Cementizillo: «Fanna resterà un polo del cemento»

L'azienda chiude lo stabilmento Este, ma conferma l’impegno in Fvg: qui abbiamo investito 9 milioni nel pieno della crisi

FANNA. L’annuncio della chiusura della casa madre della Zillo a Este ha iniziato a circolare in Friuli nella tarda serata di mercoledì. «Una scelta obbligata dal crollo del mercato», ha dichiarato l’azienda. Da quel momento tra i 70 dipendenti del cementificio di Fanna e sull’intero territorio del Maniaghese è partito un tam tam di preoccupazione, tensione e curiosità.

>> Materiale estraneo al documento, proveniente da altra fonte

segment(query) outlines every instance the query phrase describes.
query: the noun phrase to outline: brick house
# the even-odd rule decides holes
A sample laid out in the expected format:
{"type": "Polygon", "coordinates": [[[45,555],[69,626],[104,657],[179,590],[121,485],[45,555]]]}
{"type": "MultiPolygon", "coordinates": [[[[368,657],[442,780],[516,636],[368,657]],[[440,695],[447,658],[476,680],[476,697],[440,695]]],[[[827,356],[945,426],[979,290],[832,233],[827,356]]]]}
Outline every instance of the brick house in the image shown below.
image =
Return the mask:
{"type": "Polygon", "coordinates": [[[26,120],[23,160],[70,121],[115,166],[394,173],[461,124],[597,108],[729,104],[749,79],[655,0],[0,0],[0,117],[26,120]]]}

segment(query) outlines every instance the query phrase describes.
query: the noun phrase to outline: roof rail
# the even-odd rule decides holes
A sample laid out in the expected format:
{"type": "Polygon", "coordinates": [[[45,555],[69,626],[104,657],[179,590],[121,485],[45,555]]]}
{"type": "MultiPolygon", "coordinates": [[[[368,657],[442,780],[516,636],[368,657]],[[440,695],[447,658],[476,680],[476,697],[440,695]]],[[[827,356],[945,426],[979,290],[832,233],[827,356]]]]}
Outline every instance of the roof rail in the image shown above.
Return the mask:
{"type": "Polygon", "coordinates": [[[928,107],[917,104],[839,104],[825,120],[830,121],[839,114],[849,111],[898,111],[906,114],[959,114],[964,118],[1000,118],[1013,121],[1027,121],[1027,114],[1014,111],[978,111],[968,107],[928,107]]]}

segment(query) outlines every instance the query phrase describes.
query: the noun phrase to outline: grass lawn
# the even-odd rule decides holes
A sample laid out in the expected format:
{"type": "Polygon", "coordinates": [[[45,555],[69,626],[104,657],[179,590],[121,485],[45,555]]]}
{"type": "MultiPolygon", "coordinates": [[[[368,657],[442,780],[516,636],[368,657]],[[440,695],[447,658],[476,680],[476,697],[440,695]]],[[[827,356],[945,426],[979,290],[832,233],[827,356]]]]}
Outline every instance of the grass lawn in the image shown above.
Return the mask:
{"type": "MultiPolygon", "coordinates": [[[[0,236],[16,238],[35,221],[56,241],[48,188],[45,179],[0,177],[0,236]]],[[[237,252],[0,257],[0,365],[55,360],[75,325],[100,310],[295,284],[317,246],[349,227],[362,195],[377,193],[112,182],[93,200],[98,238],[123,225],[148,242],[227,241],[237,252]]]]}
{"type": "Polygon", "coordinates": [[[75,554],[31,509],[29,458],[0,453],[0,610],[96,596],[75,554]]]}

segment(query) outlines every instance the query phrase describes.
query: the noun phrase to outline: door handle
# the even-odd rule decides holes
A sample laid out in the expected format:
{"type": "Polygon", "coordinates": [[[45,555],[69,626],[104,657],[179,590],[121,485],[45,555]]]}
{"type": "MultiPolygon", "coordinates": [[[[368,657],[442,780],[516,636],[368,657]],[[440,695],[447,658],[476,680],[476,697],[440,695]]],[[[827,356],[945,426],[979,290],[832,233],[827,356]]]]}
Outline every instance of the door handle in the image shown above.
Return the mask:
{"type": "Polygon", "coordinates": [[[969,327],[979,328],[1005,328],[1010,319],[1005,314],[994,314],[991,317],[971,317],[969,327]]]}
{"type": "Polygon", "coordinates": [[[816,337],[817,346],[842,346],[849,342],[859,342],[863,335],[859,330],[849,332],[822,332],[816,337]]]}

«Fanna non chiude perché resta strategica», ha rassicurato ieri mattina il direttore delle risorse umane della Cementizillo Edoardo Sirchia, garantendo l’impegno della azienda veneta a rimanere sul territorio. Per il momento però nessuno è in grado di fornire dati sulle ripercussioni che lo smantellamento dell’impianto di Este avrà su Fanna. «Forse qualche dipendente ora operativo in Veneto potrà essere ricollocato in Friuli, ma ci vorranno almeno due mesi prima di saperlo con certezza – ha spiegato Sirchia –. Il tavolo di concertazione con i sindacati è infatti convocato per il 2 febbraio. Se la famiglia Zillo avesse voluto abbandonare il territorio non avrebbe investito 9 milioni di euro tra il 2008 e il 2011, ovvero nel cuore della crisi che ha sconvolto il settore».

Restando su tematiche pordenonesi, il manager ha puntualizzato come quello locale sia «un sito produttivo ritenuto interessante per il mercato». «Nel Triveneto sono rimasti operativi solo tre cementifici tra Este, Pederobba e Fanna – ha continuato Edoardo Sirchia –. Il Friuli è quindi strategico, perché potenzialmente attrae clientela anche dall’est Europa. Nel 2000 è stata potenziata la capacità dell’altoforno e di recente sono state compiute modifiche tecniche che hanno ringiovanito l’attività. I tre stabilimenti del Nordest sono in grado di coprire l’intera domanda di cemento. Capiamo che faccia un certo effetto sapere che è stata sacrificata la casa madre, cioè la fabbrica da cui tutto è partito 130 anni fa».

Dal quartier generale di Este sono stati snocciolati alcuni dati che non fanno ben sperare il futuro del comparto, caduto nel solo 2014 ai volumi del 1956. Nel 2007, l’ultimo anno di boom di vendite, in Italia sono stati prodotti 47 milioni di tonnellate di cemento, un record storico. Nel 2014 si è già scesi a 19 milioni di tonnellate, il 60% in meno a fronte di una capacità produttiva più che raddoppiata rispetto agli anni Cinquanta. A Nordest, da sempre caratterizzato dal “male del mattone”, la crisi ha colpito ancor più duramente e dalla tonnellata di consumo pro capite del 2007 si è arrivati agli attuali 350 chili a testa.

Ma a rendere agitati i sonni di lavoratori, sindacati e amministratori ci sono altre nubi all’orizzonte. La Calcestruzzi Zillo, controllata dalla Cementizillo, è infatti impegnata da aprile in un contenzioso giudiziario con il Tar del Lazio. I giudici sono chiamati a pronunciarsi su una maxi multa da 3,6 milioni di euro comminata dall’Antitrust. Secondo l’Authority tra il 2010 e il 2014 la Zillo e altre sette ditte del settore avrebbero creato un cartello e calmierato i prezzi (tra i quasi 13 milioni di euro di ammenda, Zillo si è visto affibbiare altri 145 mila euro a carico di una partecipata di Trieste). Ad aprile l’impresa non ha nascosto i timori che la sanzione possa influire negativamente sui bilanci e quindi su investimenti e occupazione.

Infine “l’affaire cdr” che da almeno dieci anni tiene banco e che a giorni dovrebbe essere discusso dal Consiglio di Stato. Il Tar del Fvg ha dato ragione all’azienda e ha sdoganato il progetto di sostituire il carbon coke con rifiuti. I Comuni di Maniago e Cavasso Nuovo e i comitati ambientalisti però non ci stanno e si sono appellati a Roma.